Gillard will be aiming to form her own government rather than the hung one she’s led with the support of independents and a Green.
In what thought to be an address to the National Press Club in Canberra, Gillard explained her desire to give Australia certaintly.
“Announcing the election date now enables individuals, investors and consumers to plan their year,” she said. “It gives shape and order to their year.
“I do this not to start the nation’s longest election campaign: quite the opposite. It should be clear to all which are the days of governing and which are the days of campaigning.”
The way Gillard and Opposition Leader Tony Abbott have been at each other’s throats has been almost like an election campaign, but Gillard insisted the long notice period means the year will be “not of fevered campaigning but of cool and reasoned deliberation”.
Parliament will be dissolved on August 12 ahead of the run up to the polls.

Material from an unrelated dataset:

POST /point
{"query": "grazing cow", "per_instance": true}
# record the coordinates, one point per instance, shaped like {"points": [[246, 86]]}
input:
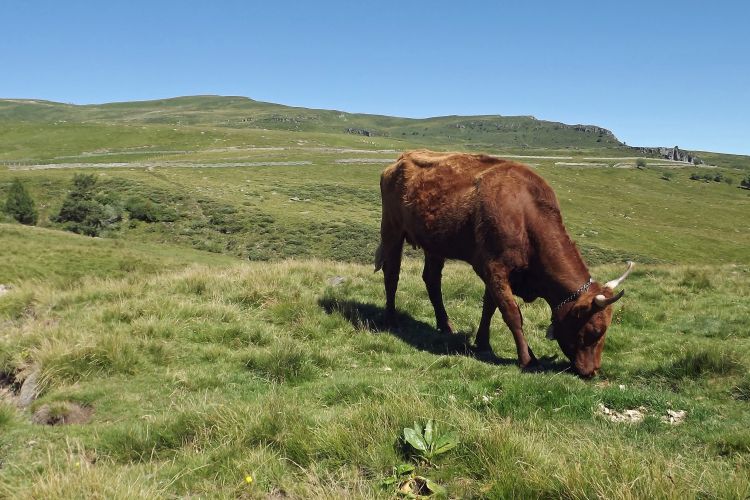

The long campaign is also expected to force Tony Abbott into announcing detailed policies, not platitudes to get cheap votes in the days ahead of the election.
It will give her opponent “no excuses”.
“Australians are not interested in campaigns without content, [in] platitudes devoid of purpose,” she said.
Abbott welcomed the announcement and said his party was “so ready”.
“This election will be about trust,” he said. “Who do you trust to reduce the cost of living pressures? Who do you trust to boost small business security? And who do you trust to secure our borders?”
Polls are suggesting a tight race: Newspoll has the opposition marginally ahead 51 per cent to 49 per cent.
Both leaders aren’t especially popular, although Gillard leads Tony Abbott as preferred prime minister by 45 per cent to 33 per cent.